Felicia hails from Chicago with an extensive background in advocacy, youth development, and program design. Felicia’s experience working within Chicago’s school and housing systems, as well as for non-profit agencies here in D.C. has expanded her capacity to support and empower marginalized young people.
Through her work in Chicago’s nonprofit field, Felicia revamped and facilitated teen dating violence prevention workshops and forums for over 1,000 high school students. As the Program Director for the Chicago Public Schools’ (CPS) Groundbreakers, she had the unique opportunity to partner with 30 high school students to plan and build over 30 new playgrounds each year.

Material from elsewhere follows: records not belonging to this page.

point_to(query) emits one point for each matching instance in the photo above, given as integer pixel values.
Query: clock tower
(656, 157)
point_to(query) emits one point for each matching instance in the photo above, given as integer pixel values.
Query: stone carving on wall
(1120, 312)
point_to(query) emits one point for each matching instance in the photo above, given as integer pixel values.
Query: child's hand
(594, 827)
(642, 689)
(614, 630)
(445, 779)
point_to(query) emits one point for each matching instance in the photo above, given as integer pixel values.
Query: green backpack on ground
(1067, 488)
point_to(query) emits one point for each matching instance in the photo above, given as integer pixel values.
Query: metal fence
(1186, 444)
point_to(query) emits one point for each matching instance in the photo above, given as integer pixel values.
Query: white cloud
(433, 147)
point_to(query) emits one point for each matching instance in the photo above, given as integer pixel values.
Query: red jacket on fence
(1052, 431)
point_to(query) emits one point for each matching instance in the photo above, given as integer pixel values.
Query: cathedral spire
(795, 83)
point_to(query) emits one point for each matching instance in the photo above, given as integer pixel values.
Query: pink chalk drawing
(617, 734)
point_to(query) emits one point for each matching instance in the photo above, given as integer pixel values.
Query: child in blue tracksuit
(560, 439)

During her most recent tenure as the Academy Director for a hip-hop and arts education non-profit here in D.C., Felicia developed a visual arts apprenticeship program, systems for outreach and enrollment of young artists, and established effective working relationships with local professional artists, educators and school-based staff.
Pierre moved to the D.C. area from South Carolina to serve as a community member with the L'Arche Greater Washington, D.C. community. After four years at L'Arche, Pierre returned to his passion of empowering youth, and served as a Program Fellow with Reach Inc. Pierre is excited to continue his journey in empowering young people to realize their gifts through his work with CE.
Delonte is a D.C. native who is very interested in creating social change and making sure that the people in his community know the history of why things are the way they are. Delonte was a member of our Fellowship program from 2012-2014 and is the first Fellow to join our staff.